Spatial and single-cell transcriptomics reveal the reorganization of cerebellar microglia with aging

Aging induces region-specific functional decline across the brain. The cerebellum, critical for motor coordination and cognitive function, undergoes significant structural and functional changes with age. The molecular mechanisms driving cerebellar aging—particularly the role of cerebellar glia, including microglia—remain poorly understood. Here, we used single-nuclei RNA sequencing (snRNA-seq), microglial bulk RNA-seq, and multiplexed error-robust fluorescence in situ hybridization (MERFISH) to characterize transcriptional changes associated with cellular aging in the mouse cerebellum. We discovered that microglia exhibited the most pronounced age-related changes of all cell types and that their transcriptional signatures pointed to enhanced neuroprotective immune activation and reduced lipid-droplet accumulation compared to hippocampal microglia. Furthermore, cerebellar microglia in aged mice, compared to young mice, were found in closer proximity to granule cells.
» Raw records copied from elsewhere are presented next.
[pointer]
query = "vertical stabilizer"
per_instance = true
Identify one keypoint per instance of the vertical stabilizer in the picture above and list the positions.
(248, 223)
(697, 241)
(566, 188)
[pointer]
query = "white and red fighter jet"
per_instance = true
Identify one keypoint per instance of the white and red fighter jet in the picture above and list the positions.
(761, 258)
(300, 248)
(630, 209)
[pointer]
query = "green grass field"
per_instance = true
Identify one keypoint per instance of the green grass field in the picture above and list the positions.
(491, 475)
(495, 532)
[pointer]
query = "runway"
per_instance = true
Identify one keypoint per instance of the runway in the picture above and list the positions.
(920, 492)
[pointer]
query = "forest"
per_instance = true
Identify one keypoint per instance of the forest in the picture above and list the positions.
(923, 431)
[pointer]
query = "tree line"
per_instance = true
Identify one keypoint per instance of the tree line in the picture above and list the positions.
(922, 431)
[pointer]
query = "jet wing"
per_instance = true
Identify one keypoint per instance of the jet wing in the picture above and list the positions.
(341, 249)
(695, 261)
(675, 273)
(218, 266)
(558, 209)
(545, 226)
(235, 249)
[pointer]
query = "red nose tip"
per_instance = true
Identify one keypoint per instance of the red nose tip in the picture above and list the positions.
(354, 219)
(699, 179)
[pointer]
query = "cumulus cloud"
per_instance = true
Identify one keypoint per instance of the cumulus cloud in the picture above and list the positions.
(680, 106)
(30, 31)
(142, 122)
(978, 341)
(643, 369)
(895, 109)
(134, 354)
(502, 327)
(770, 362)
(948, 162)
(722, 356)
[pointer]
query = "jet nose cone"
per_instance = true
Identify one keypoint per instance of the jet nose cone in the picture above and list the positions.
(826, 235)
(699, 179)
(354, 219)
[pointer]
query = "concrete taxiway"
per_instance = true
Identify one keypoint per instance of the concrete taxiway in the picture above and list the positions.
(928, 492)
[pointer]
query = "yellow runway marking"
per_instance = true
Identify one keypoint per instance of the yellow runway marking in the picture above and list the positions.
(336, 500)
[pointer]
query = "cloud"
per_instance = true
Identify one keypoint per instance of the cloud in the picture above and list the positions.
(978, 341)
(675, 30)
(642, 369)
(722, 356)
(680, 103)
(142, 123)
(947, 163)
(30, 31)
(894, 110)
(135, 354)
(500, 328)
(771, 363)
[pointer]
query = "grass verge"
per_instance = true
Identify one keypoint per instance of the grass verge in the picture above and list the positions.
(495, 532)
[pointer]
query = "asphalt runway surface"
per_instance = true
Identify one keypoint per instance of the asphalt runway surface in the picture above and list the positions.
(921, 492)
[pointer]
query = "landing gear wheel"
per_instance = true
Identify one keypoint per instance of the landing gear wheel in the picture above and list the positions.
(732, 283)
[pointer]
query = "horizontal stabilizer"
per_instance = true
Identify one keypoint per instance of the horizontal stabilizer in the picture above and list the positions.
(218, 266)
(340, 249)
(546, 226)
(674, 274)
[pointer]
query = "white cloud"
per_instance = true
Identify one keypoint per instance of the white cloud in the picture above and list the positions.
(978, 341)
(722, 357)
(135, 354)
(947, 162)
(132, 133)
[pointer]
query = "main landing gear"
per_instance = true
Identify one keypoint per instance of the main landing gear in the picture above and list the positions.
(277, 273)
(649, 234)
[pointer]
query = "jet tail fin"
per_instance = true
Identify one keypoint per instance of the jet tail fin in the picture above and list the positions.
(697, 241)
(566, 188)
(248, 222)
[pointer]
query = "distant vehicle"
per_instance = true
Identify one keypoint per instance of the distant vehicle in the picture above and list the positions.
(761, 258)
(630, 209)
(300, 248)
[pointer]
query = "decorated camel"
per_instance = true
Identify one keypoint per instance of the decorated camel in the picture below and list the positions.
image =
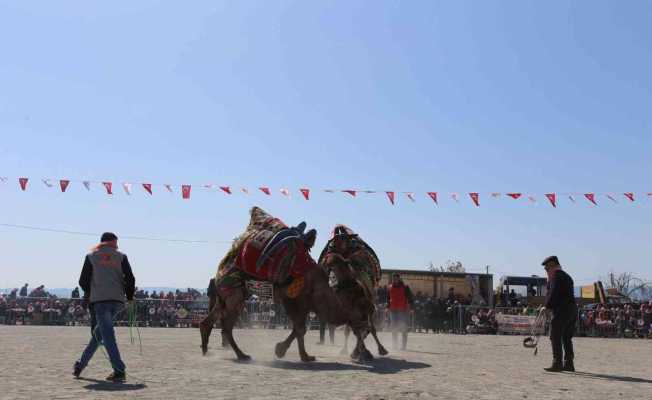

This relationship was characterized using the newly defined neuron-associated microglia score, which captures proximity-dependent transcriptional changes and suggests a novel microglial responsiveness. These findings underscore the unique adaptations of the cerebellum during aging and its potential resilience to Alzheimer's disease (AD) related pathology, providing crucial insight into region-specific mechanisms that may shape disease susceptibility. Overall design: Nuclei from the cerebellum of two female and two male mice, aged 3, 12, 18, and 24 months, were isolated using Fluorescence-Activated Cell Sorting (FACS) based on NeuN expression status and subsequently analyzed via single-nucleus RNA sequencing (snRNA-seq).